Let $G$ be a group and $N$ be its normal subgroup. Let $A$ be a $G$-module, then we have the Hochschild-Serre spectral sequence $$ E_2^{p,q} = H^p(G/N, H^q(N,A)) \Rightarrow H^{p+q}(G,A). $$ and $$ E_{p,q}^2 = H_p(G/N, H_q(N,A)) \Rightarrow H_{p+q}(G,A). $$ I'm trying to prove the Hochschild-Serre spectral sequence by applying Grothendieck spectral sequence. For cohomological version, we are considering the composite of functors $$ G-\mathsf{Mod} \xrightarrow{(-)^N} G/N-\mathsf{Mod} \xrightarrow{(-)^{G/N}} \mathsf{Ab} \quad (\star) $$ and for homological version, we are considering $$ G-\mathsf{Mod} \xrightarrow{(-)_N} G/N-\mathsf{Mod} \xrightarrow{(-)_{G/N}} \mathsf{Ab} \quad (\star\star) $$ Then one claims that the composition in $(\star)$ is nothing but $(-)^G$, and composition in $(\star\star)$ is nothing but $(-)_G$.

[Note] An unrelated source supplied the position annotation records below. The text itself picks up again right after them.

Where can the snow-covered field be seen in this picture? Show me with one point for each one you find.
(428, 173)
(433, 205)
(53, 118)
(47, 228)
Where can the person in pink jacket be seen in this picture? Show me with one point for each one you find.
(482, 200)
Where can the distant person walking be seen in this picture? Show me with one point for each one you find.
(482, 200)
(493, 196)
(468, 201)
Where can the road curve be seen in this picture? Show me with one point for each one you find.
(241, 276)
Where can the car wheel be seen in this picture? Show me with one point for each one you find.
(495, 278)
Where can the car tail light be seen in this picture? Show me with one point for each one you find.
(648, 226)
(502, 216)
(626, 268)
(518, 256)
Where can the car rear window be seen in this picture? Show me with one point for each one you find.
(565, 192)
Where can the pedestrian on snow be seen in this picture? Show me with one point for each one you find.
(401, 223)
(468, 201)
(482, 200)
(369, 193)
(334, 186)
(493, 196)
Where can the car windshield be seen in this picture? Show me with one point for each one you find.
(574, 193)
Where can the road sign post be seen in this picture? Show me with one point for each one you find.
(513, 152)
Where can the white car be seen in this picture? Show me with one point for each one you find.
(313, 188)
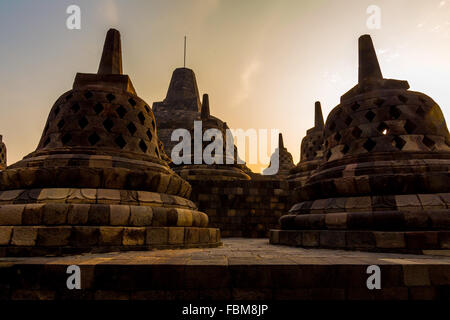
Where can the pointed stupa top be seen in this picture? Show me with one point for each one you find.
(280, 141)
(370, 77)
(111, 62)
(205, 107)
(110, 74)
(318, 117)
(369, 67)
(183, 90)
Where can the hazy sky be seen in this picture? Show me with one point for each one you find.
(263, 62)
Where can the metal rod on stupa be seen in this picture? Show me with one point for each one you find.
(369, 67)
(111, 62)
(205, 107)
(318, 117)
(184, 59)
(280, 141)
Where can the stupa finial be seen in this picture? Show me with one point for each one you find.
(280, 141)
(318, 117)
(205, 107)
(111, 62)
(369, 67)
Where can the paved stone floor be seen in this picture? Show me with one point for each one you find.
(241, 269)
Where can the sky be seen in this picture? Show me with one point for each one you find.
(263, 62)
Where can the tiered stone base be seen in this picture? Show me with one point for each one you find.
(65, 221)
(242, 269)
(65, 240)
(416, 242)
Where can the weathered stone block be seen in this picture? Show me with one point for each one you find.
(85, 236)
(24, 236)
(119, 214)
(408, 202)
(53, 236)
(274, 237)
(78, 214)
(311, 238)
(32, 214)
(416, 275)
(133, 236)
(360, 239)
(157, 235)
(422, 240)
(11, 214)
(159, 217)
(388, 240)
(110, 236)
(5, 235)
(108, 196)
(141, 216)
(444, 239)
(55, 214)
(192, 235)
(336, 220)
(204, 235)
(431, 201)
(332, 239)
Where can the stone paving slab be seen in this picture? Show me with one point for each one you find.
(242, 269)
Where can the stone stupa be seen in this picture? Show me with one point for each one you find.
(97, 180)
(284, 159)
(2, 154)
(311, 151)
(179, 110)
(384, 184)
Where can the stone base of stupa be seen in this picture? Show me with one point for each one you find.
(402, 223)
(211, 172)
(60, 221)
(414, 242)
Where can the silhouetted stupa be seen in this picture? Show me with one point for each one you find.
(2, 154)
(284, 159)
(97, 180)
(384, 184)
(179, 110)
(311, 151)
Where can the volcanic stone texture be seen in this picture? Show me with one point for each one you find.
(243, 269)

My Question: Why does this holds?
In Rotman's book, he claimed that $$ \mathrm{Hom}_{\mathbb{Z}(G/N)}(\mathbb{Z}, \mathrm{Hom}_{\mathbb{Z}N}(\mathbb{Z}, A)) = \mathrm{Hom}_{\mathbb{Z}G}(\mathbb{Z}, A) \quad(\dagger) $$ and $$ \mathbb{Z} \otimes_{\mathbb{Z}(G/N)} (\mathbb{Z} \otimes_{\mathbb{Z}N} A) = \mathbb{Z} \otimes_{\mathbb{Z}G} A \quad(\dagger\dagger) , $$ but without proof. I can see that it suffices to prove $(\dagger)$ and $(\dagger\dagger)$, but how to prove $(\dagger)$ and $(\dagger\dagger)$?
P.S.: I have read Weibel's proof on this. He proved this via directly showing the two side inclusions without mentioning $\mathrm{Hom}$ and $\otimes$, but I hope to see a proof via $(\dagger)$ and $(\dagger\dagger)$, which is clearer functorially than Weibel's proof.
Thank you all for commenting and answering!